May 30 2012 - 4:45pm

DESTIN, Fla. -- You already know a couple of things about the SEC spring meetings, as the annual gathering gets under way. You know the league will announce that it made more money than last year. You also know it will have more to celebrate than increased revenue.

Remember how impressive it seemed in 2007 when the conference won back-to-back national championships in football? The streak is now at six. Remember how impressive it seemed in 2011 when the conference won national championships in football and baseball for three consecutive seasons? A year later, it has won national titles in football and basketball and is favored to win another in baseball.

The conference keeps upstaging itself.

But there's another side to the SEC's repeated success on the field and at the bank. It will be evident when the schools' athletic directors, football coaches and basketball coaches gather.

Name tags have never been so important. And that's not just because league rookies Missouri and Texas A&M will be attending their first SEC spring meetings. The old guard has a different look, too.
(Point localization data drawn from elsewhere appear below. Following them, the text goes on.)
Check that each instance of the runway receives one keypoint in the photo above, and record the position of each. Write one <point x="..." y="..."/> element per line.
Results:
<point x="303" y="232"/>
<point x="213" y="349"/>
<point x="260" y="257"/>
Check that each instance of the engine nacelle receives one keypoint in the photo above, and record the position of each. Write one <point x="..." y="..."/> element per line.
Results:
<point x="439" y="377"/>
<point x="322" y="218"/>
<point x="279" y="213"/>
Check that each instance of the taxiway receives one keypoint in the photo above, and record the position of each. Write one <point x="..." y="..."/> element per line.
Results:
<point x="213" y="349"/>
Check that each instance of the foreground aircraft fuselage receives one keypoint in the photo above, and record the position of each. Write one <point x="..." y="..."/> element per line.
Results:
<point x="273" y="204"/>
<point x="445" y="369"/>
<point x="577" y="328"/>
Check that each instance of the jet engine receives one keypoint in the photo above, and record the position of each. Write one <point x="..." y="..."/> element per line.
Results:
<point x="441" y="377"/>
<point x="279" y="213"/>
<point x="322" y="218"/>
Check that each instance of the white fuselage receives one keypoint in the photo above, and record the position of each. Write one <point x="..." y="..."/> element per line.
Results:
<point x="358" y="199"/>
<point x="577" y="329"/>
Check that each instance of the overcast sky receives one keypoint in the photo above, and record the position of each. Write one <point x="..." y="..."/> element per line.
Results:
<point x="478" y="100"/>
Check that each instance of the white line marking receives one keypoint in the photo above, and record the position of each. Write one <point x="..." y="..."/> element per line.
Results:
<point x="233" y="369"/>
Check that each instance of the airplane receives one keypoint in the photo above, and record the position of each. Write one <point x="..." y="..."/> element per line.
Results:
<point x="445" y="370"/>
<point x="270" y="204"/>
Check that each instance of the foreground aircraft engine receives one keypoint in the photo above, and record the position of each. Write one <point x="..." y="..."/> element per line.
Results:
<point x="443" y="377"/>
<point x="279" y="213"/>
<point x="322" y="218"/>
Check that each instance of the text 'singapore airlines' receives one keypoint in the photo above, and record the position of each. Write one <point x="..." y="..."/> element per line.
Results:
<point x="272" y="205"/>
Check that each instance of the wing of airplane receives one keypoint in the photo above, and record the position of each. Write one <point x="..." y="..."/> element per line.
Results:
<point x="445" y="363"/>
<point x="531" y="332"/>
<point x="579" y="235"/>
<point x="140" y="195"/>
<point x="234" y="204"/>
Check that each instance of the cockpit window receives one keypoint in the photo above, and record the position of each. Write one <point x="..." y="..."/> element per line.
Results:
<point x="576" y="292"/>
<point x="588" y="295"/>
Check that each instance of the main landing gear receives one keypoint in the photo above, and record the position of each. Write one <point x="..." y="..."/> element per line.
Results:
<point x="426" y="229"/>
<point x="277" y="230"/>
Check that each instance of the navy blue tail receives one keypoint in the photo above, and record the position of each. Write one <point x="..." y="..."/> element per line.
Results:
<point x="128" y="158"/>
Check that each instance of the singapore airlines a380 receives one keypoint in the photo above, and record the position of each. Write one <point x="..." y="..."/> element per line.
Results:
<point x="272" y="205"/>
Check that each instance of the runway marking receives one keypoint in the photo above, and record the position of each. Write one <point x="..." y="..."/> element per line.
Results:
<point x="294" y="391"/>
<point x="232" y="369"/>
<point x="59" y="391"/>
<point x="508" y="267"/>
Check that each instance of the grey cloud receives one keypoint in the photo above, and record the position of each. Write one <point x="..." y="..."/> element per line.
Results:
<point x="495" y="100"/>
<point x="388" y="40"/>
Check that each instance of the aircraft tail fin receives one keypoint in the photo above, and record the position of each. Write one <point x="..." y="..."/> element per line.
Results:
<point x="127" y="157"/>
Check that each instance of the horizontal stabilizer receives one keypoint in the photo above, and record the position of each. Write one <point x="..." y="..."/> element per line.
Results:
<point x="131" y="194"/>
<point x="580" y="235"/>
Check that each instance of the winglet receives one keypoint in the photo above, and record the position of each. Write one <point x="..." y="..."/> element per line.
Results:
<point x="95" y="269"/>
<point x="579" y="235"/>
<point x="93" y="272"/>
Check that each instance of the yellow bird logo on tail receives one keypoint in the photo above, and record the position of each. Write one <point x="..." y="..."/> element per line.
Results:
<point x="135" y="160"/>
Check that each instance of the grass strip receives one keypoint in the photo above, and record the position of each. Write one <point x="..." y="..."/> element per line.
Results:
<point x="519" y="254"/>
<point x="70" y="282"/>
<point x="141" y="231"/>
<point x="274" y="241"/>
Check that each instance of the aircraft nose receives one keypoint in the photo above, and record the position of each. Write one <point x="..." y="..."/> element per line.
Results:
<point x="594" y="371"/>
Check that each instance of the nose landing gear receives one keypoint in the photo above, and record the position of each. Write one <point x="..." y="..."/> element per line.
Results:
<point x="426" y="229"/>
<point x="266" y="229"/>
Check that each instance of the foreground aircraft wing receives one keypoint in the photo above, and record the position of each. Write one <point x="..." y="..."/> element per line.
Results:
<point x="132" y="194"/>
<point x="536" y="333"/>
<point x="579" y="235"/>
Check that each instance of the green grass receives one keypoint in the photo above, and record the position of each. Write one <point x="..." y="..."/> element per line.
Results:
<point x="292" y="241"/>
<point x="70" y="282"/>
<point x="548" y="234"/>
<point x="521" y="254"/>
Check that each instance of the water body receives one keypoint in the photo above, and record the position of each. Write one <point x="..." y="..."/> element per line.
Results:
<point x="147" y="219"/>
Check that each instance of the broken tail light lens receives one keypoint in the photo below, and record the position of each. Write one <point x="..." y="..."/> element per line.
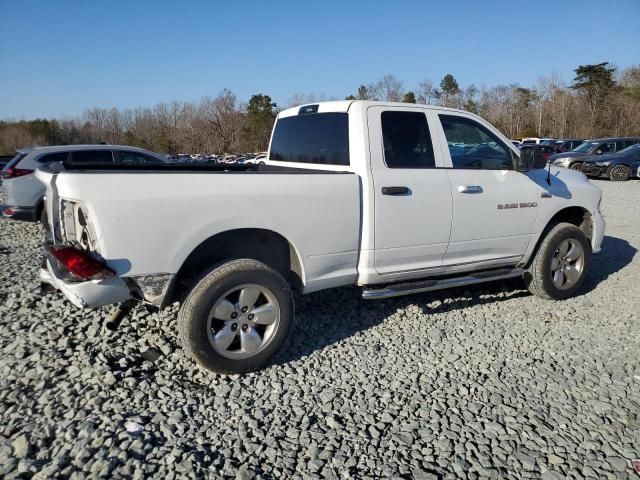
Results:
<point x="79" y="264"/>
<point x="15" y="172"/>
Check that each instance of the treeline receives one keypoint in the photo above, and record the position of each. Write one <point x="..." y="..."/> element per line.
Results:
<point x="600" y="101"/>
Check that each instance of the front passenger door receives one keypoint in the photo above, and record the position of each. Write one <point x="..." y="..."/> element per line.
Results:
<point x="412" y="197"/>
<point x="494" y="206"/>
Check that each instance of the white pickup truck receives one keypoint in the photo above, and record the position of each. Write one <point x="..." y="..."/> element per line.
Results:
<point x="395" y="198"/>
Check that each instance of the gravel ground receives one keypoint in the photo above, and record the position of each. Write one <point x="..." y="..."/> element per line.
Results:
<point x="484" y="382"/>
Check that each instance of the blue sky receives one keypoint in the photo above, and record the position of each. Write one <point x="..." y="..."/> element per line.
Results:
<point x="58" y="58"/>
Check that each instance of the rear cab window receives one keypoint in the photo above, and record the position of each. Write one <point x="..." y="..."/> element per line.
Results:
<point x="407" y="140"/>
<point x="14" y="161"/>
<point x="124" y="157"/>
<point x="53" y="157"/>
<point x="315" y="138"/>
<point x="92" y="157"/>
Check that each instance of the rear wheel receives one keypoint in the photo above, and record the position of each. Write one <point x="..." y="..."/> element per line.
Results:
<point x="619" y="173"/>
<point x="236" y="317"/>
<point x="561" y="263"/>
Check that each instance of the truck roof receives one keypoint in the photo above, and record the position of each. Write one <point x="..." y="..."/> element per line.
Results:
<point x="344" y="105"/>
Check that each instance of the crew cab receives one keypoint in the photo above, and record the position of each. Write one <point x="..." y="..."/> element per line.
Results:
<point x="395" y="198"/>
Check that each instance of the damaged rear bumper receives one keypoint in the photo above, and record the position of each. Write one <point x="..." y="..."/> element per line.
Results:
<point x="152" y="289"/>
<point x="90" y="294"/>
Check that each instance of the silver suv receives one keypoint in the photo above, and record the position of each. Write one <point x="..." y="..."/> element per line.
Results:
<point x="25" y="194"/>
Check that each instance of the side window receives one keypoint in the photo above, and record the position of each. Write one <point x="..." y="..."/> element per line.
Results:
<point x="321" y="138"/>
<point x="135" y="158"/>
<point x="407" y="142"/>
<point x="94" y="157"/>
<point x="607" y="147"/>
<point x="473" y="146"/>
<point x="624" y="144"/>
<point x="54" y="157"/>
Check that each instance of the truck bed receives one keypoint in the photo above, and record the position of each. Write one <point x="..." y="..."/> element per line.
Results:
<point x="165" y="212"/>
Tennessee and Ole Miss have new athletic directors. Ole Miss and Arkansas have new football coaches. LSU, South Carolina and Mississippi State have new men's basketball coaches. UT, Ole Miss, Mississippi State and Auburn have new women's basketball coaches.

All that turnover isn't unrelated to the conference's success. The more success you have, the less tolerant you are of losing. The more money you make, the less hesitant you are to buy out a coach's contract.

And the more you lose, the more desperate you become. Lose enough and you become Bobby Petrino desperate.

Petrino won't be attending these meetings for the first time in five years. Yet you can't convince me that the former Arkansas football coach is gone for good. He's out of a job, but not out of mind.

He was fired as Arkansas' head football coach in April for misconduct, which included the hiring of his mistress to work in the football program. He compounded his mistake by lying to his athletic director about his relationship with the woman as well as her presence at Petrino's motorcycle mishap.

In less competitive times, such scandalous behavior might have condemned Petrino to a career as a color analyst or an NFL offensive coordinator. But the SEC is more likely to excuse moral shortcomings than losing. And Petrino is a proven winner, first at Louisville and most recently at Arkansas.

Petrino's accomplishments will be magnified -- and his career-altering motorcycle ride minimized -- the first time a team doesn't play up to expectations this fall.

The more a team loses, the more appealing Petrino will become (mistresses, motorcycles and all).

And in the SEC, where so many teams are winning championships and so many others are coveting them, he might be irresistible by the end of the next football season.